A Story of Data-Mining Based Discovery

Dr. Ying Xu is a professor and Georgia Research Alliance Eminent Scholar of bioinformatics. This seminar talk was given on February 19, 2021 at the Institute of Bioinformatics, University of Georgia.

Is it possible to derive the driving forces and associated mechanisms of cancer formation and evolution from the cancer omics data? An evolutionary framework is needed to accomplish such ambitious goals. However, little can be borrowed and utilized from the existing cancer theories to guide such efforts since too many cancer-related questions cannot be addressed by them.

In this lecture, I will outline a “stress-adaptation” framework, through which the many seemingly very unusual and counter-intuitive behaviors of cancer can be interpreted as the adaptive steps to the specific stressors that such cells uniquely encounter. Knowing that the cost to become cancerous is very high, say, consuming 30 to 50-fold more glucose than their matching normal cells and over 95% of them die soon after they are created, we expect that the cost for staying unchanged would be even higher.

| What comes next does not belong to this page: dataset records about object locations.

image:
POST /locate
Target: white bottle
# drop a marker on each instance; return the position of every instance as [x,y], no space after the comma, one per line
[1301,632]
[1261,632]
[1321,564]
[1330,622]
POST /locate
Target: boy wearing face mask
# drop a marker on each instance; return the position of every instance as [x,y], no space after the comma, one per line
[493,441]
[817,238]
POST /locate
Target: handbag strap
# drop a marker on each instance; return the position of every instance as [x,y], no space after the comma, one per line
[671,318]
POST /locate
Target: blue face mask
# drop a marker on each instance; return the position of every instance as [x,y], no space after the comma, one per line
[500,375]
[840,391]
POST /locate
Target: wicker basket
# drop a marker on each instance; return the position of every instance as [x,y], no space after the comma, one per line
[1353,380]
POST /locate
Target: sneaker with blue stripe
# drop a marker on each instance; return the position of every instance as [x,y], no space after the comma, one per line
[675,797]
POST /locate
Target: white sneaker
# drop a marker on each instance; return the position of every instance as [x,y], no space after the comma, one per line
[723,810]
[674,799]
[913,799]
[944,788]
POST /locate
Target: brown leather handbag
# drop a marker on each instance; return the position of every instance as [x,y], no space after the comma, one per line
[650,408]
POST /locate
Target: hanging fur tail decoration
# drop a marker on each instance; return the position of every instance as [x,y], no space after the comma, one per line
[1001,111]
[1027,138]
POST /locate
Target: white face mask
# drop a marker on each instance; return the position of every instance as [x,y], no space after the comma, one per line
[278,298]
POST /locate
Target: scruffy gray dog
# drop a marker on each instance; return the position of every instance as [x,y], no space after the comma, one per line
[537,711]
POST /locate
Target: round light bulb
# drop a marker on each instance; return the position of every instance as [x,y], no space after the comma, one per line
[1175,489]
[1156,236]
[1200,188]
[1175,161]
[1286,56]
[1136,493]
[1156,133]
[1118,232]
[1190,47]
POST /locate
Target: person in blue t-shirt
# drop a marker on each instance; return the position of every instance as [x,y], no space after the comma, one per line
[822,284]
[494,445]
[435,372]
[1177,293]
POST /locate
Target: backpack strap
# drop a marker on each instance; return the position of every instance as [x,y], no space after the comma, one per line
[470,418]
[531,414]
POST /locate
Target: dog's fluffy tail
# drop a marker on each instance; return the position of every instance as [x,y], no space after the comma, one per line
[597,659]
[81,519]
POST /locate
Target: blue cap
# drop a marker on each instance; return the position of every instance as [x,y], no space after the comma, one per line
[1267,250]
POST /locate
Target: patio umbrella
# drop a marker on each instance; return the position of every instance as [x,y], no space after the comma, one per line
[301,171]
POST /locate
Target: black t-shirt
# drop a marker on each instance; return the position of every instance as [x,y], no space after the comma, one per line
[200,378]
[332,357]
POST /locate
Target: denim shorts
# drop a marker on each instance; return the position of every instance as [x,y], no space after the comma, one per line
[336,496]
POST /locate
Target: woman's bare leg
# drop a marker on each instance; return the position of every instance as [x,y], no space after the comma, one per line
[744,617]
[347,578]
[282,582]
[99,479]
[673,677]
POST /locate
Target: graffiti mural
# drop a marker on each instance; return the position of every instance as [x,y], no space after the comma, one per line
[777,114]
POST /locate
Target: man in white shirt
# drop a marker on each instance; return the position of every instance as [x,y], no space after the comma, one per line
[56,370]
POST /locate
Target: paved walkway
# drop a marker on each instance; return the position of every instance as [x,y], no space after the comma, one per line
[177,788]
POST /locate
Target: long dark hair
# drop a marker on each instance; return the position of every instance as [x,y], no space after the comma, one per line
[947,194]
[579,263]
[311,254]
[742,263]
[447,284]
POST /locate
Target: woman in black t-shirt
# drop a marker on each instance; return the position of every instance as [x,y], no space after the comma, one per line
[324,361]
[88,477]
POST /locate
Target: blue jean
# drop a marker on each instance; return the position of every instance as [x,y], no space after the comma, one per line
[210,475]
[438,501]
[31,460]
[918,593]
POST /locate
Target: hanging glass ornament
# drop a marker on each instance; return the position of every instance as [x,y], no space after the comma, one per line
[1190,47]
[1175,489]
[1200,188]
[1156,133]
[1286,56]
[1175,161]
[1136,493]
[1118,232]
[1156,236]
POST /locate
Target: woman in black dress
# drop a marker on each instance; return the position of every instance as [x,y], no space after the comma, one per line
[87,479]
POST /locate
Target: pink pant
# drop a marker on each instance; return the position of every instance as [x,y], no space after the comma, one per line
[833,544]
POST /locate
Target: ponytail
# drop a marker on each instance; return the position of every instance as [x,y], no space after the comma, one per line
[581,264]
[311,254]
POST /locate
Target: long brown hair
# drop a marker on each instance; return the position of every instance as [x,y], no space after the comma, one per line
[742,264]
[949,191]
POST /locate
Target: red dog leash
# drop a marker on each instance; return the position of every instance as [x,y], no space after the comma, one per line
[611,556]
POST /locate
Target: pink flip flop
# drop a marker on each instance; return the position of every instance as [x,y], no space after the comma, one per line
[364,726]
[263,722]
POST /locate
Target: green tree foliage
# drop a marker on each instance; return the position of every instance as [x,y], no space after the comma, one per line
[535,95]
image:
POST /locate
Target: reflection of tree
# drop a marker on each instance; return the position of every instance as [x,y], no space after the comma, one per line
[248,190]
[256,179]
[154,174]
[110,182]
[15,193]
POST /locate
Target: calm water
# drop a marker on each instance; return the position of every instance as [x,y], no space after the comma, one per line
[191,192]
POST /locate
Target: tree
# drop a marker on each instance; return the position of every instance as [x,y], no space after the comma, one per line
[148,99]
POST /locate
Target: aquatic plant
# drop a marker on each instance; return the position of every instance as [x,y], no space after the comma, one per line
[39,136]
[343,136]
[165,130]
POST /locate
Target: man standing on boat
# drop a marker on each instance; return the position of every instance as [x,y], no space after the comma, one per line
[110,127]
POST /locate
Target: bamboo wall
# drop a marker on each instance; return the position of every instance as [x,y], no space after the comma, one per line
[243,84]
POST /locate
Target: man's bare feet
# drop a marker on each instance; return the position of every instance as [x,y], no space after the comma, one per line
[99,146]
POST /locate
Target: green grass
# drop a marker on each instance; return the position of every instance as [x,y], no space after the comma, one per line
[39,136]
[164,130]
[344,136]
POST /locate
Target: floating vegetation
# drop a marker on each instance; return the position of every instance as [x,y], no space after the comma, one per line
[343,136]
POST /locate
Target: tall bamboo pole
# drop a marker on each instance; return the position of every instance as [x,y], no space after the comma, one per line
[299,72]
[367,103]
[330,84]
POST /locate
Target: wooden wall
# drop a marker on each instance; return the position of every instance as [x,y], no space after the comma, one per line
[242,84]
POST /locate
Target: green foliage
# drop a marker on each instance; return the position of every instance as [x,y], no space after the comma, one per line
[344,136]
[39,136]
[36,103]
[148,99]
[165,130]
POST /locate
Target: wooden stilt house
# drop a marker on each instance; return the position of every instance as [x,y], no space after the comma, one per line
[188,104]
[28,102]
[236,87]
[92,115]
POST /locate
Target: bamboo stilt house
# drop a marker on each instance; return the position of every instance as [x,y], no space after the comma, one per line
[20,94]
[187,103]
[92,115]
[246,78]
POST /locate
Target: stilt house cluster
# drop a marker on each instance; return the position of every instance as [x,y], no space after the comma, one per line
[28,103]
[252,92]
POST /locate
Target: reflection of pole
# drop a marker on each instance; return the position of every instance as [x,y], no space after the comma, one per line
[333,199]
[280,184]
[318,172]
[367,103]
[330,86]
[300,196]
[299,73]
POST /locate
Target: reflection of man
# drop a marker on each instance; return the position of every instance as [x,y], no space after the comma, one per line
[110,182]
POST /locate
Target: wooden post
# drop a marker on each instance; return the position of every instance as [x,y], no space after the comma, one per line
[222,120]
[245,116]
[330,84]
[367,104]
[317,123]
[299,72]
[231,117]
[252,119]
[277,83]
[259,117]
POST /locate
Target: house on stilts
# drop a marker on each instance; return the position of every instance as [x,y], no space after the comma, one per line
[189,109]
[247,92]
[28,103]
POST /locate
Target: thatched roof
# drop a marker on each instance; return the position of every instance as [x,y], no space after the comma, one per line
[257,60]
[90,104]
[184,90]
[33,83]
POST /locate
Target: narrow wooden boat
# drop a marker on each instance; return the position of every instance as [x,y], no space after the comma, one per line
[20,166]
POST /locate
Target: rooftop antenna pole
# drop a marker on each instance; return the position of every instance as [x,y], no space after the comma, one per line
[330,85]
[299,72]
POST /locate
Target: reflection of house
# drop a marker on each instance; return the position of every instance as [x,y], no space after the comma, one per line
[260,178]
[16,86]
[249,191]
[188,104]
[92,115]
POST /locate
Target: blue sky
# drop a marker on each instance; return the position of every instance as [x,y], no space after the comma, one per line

Our basic hypothesis is: cancer is a survival process under such (to-be-identified) stress, in which cells must divide as otherwise they will die, 100%. With this guiding hypothesis, we have discovered that many of the cancer biology questions have to be addressed at the basic chemistry (or physical) homeostasis level. Our data analyses and modeling have revealed that the affected cells must make fundamental changes in their cells’ definition, for them to overcome the persistently disrupted homeostasis, potentially the cancer-defining stressors, which are ultimately due to chronic inflammation and local iron accumulation. Specifically, they need to transform themselves from cells of a multi-cellular organism (i.e., a human being) to a unicellular “organism” to enable the key survival pathways, which is accomplished through selection of mutations in large numbers of genes of specific functions. A variety of cancer behaviors can be explained in terms of this transformation and associated reprogrammed metabolisms.

This is an extremely exciting and challenging puzzle-solving problem; and we welcome interested people to join our effort to develop, together, a fundamentally novel theory of cancer evolution.